A good example is a mailbox containing mail to be read. This can sometimes be a single file, but can also be a collection of files, either read from the filesystem or from a network connection such as with POP and IMAP. Another example is an HTML page that contains images. These images are stored in separate files.
Also, it is not always possible to simply read a document into a buffer. Sometimes the content of the document might be made available slowly, either arriving over a network connection or being generated by some external program. In these cases the creator of the document is an active agent which can simply append to a buffer as data becomes available.
Finally, it could sometimes be nice to be able to deliberately only read part of a file into a buffer. This would help when editting a very large file, or when reading the file might be very slow, again as with a network connection.
This all suggests that our abstraction of a document must be very flexable. It must allow for multiple files in a document, or at least for files to be closely related to one another, and it must allow for documents that are not completely read yet.
To handle multiple files, it is probable simplest to allow each document buffer to have as list of ancilliary (satellite? auxiliary?) buffers that are related to that buffer. They will all have local names that are chosen by whichever subsystem is parsing the file information. In this case, the primary file will quite probably be an indexing file such as a directory listing or an IMAP message listing.
This structure would not allow the possibility of multiple index files for the one set of files as might be useful with different views on the list of messages in a mailbox. It is possible that this could be achieved just as well with sufficient expressiveness of different views on the one buffer through different windows. Providing all the important information to allow selecting and sorting (e.g. tags and prev/next references) are in the buffer, displaying different views on an index from the one buffer should be easy enough.
Managing files that are to read lazily requires each buffer to have a flag to say if the end has been found yet, and a method for getting more data. This method would be called on demand, when any pointer tries to move past the end of the buffer, and lazily when the editor has nothing else to do. This lazy reading should be rate limited in some way so as not to inappropriately burden any network link. A simple mechanism would be to spend at least as much time not reading as reading. So if a read of the first block took a while, an equal while was waited until the next block was read. Filesystem read-ahead might defeat this however.
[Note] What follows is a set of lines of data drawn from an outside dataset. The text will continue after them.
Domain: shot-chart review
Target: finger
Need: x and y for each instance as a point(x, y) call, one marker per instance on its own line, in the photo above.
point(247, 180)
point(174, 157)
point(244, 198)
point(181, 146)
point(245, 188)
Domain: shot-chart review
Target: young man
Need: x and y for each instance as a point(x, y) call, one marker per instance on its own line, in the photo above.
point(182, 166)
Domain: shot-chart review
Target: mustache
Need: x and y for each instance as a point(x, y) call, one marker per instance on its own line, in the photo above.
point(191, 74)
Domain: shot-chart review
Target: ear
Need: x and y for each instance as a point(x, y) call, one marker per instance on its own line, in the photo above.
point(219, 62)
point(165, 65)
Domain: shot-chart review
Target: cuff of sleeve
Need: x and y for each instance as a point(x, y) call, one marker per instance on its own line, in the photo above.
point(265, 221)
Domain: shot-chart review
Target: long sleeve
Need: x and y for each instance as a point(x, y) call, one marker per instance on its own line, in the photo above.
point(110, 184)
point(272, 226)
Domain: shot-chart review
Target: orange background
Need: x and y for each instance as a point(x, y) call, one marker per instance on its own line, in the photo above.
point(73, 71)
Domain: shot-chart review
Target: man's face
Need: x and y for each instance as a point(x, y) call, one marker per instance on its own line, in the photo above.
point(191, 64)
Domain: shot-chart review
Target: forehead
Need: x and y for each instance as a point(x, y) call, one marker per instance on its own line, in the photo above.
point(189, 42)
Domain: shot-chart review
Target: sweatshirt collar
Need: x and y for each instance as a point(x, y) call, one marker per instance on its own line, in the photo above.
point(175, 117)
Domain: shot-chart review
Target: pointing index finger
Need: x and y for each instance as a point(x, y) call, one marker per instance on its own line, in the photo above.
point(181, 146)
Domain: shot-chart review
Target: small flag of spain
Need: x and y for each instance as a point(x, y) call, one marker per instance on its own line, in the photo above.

Having each document buffer be associated with a number of other buffers leads to a tree-like arrangement of buffers. There would presumably be a single top level document that lists the current set of open documents. Some of these might be simple files, some might be complex files with an index. Others might be further ad hoc sets of documents - this might be different sets of documents for different on going projects (mail, a programming project, a second project, some reference documentation, etc).